Modern European cities viewed as complex constructs entangled with technology: the most dramatic changes in the urban environment over the last century and half, abundantly illustrated with rare photographs.
Urban Machinery investigates the technological dimension of modern European cities, vividly describing the most dramatic changes in the urban environment over the last century and a half. Written by leading scholars from the history of technology, urban history, sociology and science, technology, and society, the book views the European city as a complex construct entangled with technology. The chapters examine the increasing similarity of modern cities and their technical infrastructures (including communication, energy, industrial, and transportation systems) and the resulting tension between homogenization and cultural differentiation. The contributors emphasize the concept of circulation-the process by which architectural ideas, urban planning principles, engineering concepts, and societal models spread across Europe as well as from the United States to Europe. They also examine the parallel process of appropriation-how these systems and practices have been adapted to prevailing institutional structures and cultural preferences. Urban Machinery, with contributions by scholars from eight countries, and more than thirty illustrations (many of them rare photographs never published before), includes studies from northern and southern and from eastern and western Europe, and also discusses how European cities were viewed from the periphery (modernizing Turkey) and from the United States.

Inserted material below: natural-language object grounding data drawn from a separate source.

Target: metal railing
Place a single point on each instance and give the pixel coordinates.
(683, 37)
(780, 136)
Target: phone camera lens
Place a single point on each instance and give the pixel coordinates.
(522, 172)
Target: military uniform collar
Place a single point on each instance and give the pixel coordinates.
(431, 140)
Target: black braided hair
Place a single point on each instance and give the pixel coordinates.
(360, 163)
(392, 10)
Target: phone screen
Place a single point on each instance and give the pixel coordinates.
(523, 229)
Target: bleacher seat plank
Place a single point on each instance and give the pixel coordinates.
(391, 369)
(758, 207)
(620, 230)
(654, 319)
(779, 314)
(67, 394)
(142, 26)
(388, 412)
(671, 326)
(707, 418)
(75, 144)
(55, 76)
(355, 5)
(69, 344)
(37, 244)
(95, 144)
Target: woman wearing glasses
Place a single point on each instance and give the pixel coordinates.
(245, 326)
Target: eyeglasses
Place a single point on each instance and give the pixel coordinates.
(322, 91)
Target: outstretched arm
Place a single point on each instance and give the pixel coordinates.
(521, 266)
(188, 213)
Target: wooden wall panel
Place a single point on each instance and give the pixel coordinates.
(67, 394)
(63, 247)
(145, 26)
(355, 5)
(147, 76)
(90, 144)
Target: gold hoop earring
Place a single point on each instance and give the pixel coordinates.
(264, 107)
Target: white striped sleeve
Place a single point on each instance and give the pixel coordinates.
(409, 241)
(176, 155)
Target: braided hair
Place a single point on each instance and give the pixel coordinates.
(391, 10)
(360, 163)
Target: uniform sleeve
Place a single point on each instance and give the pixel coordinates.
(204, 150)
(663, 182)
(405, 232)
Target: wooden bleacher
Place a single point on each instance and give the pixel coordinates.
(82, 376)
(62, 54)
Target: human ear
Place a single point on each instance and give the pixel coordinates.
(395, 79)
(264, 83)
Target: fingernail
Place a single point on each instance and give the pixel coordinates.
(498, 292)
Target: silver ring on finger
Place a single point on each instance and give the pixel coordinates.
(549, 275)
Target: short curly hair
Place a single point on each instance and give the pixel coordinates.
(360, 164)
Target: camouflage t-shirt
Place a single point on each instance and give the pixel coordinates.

Hans Buiter, Paolo Capuzzo, Noyan Dinckal, Cornelis Disco, Pal Germuska, Mikael Hard, Martina Hessler, Dagmara Jajesniak-Quast, Andrew Jamison, Per Lundin, Thomas J. Misa, Dieter Schott, Marcus Stippak
Thomas J. Misa is ERA-Land Grant Professor of the History of Technology at the University of Minnesota, where he directs the Charles Babbage Institute. His books include Modernity and Technology (coedited with Philip Brey and Andrew Feenberg; MIT Press, 2003).